The emphasis on intra-emerging market trade in the era of BTAs could serve an important political purpose. Emerging market politicians from Latin America to South Asia are regularly forced to stave off criticism that BTAs with powerful countries are bad for the independence of their countries. For example, for several decades in Latin America, there has been strong support for populist leftist leaders who reject FTAs with countries such as the US, fearing that such agreements lead to massive privatisation, rising inequality, and other neoliberal reforms that erode social welfare programmes.


Incidentally, China’s attempts to expand its own economic power through the OBOR raise similar concerns. For proof of this, one need not look further than the effects OBOR is already having in certain parts of Africa. While China promises billions in infrastructure projects across Africa, some analysts are concerned about what the infrastructure will be used for. Chinese products are flooding African markets but African products are not finding the same sticking power in China. In a more radical light, as Eric Olander, founder of the China-Africa Project recently argued, that OBOR is looking increasingly like an old colonial route, where resources are extracted from colonies and finished goods are sold back to them.

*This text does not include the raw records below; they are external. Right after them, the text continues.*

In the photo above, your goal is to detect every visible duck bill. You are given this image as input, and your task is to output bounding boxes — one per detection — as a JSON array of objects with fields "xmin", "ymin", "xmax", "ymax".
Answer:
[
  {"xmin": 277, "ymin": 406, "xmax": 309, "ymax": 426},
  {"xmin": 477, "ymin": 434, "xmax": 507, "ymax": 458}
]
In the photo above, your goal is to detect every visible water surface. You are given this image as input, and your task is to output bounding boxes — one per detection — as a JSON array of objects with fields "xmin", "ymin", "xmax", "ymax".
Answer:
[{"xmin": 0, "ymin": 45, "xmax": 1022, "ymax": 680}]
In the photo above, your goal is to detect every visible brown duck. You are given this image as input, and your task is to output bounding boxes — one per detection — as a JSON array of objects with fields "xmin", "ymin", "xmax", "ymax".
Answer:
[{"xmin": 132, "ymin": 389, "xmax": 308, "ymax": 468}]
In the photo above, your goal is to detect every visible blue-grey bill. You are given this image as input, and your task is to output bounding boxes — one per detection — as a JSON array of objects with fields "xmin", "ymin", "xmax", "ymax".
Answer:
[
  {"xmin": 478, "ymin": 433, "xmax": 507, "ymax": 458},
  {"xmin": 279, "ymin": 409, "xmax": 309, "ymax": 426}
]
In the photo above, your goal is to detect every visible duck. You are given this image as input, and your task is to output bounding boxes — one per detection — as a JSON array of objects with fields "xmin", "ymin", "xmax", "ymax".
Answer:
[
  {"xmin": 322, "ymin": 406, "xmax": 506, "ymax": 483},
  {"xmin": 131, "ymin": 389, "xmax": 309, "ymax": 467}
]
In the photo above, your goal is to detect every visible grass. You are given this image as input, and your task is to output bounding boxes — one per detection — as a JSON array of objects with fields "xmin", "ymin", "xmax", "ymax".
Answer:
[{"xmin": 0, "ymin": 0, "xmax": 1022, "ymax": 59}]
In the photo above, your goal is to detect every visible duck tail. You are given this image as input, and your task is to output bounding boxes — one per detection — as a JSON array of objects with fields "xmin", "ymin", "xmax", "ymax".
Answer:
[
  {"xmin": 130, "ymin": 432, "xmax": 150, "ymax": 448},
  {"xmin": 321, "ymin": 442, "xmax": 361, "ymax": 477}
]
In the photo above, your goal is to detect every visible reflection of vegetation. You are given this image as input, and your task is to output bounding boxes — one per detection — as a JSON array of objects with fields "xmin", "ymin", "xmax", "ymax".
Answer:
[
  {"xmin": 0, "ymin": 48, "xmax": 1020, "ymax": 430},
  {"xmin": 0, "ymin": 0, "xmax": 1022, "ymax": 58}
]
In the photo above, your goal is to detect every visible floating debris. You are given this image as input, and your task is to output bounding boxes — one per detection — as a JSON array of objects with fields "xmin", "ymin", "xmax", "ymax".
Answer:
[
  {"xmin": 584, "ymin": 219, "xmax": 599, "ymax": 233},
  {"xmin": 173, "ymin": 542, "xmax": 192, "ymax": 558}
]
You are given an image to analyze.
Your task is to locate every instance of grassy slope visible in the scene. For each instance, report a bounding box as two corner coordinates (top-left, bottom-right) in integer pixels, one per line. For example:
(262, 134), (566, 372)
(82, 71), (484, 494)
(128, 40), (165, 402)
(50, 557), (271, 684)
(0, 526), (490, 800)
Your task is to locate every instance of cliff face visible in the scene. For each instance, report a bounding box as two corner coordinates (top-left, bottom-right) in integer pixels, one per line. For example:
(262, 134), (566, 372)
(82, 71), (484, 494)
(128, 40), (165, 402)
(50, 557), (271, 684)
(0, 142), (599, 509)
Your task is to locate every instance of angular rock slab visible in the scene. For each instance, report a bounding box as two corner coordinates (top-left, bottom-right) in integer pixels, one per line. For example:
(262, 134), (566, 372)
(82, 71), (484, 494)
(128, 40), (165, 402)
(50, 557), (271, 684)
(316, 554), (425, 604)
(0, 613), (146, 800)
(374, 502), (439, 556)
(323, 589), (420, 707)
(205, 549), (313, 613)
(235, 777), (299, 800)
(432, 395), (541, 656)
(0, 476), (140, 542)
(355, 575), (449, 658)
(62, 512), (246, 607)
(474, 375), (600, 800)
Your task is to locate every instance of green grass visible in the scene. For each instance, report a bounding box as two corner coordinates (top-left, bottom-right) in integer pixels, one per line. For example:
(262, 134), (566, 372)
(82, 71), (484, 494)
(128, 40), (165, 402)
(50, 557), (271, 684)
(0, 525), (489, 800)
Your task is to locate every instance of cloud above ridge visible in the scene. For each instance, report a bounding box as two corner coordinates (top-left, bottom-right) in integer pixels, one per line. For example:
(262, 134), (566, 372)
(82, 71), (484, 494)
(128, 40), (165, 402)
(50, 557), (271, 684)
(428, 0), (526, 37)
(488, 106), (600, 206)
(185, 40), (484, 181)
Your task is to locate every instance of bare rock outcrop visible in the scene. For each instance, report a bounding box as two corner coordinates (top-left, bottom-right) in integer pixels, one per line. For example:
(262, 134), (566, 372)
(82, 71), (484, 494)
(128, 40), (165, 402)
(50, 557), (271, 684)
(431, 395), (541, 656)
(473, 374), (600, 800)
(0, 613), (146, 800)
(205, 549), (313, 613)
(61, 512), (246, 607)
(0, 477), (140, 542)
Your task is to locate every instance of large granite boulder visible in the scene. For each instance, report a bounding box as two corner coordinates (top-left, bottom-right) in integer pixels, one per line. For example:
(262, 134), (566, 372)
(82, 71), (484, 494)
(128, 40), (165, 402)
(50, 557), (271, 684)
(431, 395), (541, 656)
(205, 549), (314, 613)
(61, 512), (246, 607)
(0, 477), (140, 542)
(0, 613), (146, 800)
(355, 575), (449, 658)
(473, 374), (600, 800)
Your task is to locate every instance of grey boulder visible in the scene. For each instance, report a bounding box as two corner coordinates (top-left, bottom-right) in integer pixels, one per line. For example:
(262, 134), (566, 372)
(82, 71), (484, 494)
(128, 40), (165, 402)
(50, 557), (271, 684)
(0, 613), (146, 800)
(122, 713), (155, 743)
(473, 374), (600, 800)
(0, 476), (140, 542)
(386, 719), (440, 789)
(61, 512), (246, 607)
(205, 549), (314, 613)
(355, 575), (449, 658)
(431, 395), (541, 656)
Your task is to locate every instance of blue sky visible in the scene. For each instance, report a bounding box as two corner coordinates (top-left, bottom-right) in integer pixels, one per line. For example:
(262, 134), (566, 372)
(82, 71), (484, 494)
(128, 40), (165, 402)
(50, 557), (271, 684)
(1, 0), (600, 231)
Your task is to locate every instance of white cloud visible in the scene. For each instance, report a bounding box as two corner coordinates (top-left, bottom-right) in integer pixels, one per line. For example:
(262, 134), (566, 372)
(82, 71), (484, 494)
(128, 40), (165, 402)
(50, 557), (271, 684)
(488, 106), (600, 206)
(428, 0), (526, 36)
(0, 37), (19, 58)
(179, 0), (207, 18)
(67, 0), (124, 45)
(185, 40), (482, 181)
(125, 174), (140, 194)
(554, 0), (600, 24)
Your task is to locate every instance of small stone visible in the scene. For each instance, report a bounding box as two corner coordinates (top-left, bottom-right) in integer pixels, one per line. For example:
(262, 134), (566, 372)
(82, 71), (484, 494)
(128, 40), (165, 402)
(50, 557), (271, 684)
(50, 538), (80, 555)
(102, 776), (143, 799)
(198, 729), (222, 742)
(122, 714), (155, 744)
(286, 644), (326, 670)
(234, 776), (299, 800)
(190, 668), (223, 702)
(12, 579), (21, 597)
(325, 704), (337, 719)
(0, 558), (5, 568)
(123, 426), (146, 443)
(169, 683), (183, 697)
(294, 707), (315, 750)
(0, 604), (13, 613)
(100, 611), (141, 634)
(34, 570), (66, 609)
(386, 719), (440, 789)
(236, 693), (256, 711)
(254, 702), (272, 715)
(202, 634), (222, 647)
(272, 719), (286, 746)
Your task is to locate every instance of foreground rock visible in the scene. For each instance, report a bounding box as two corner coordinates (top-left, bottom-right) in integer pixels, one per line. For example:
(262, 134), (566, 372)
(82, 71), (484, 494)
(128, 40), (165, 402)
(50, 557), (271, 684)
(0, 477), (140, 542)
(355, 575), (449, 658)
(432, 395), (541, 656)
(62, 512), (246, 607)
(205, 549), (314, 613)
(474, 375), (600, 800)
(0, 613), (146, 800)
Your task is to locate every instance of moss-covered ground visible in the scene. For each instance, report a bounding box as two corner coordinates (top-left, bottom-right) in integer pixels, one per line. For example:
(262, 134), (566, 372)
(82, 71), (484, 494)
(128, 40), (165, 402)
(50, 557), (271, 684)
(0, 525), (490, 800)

The benefits of multilateral trade agreements such as NAFTA have been exaggerated, creating anger about the results of such agreements. The renegotiation process is, however, fraught with danger for countries such as the US. To use the NAFTA example, the Mexican economy has matured sufficiently in two decades to a point where the country has its own BTAs.


Insistence on unsustainable trade provisions inside multilateral trade agreements could end up pushing Mexico into the arms of more equitable trading partners. Coupled with the rise of intra-emerging market competition, many emerging markets have more choices in trade than before. Yet, expanding domestic and regional markets via intra-emerging market FDI and trade cannot fully substitute external integration for emerging markets, given the importance of developed countries in international trade.


Regardless of Trump and his ideas on redrawing MTAs, global economic integration will continue. Hurdles such as tariffs that impede economic efficiency that capital demands will not be sustainable in the long term. The US and emerging markets must respect these new truths if they intend to remain competitive in the global marketplace.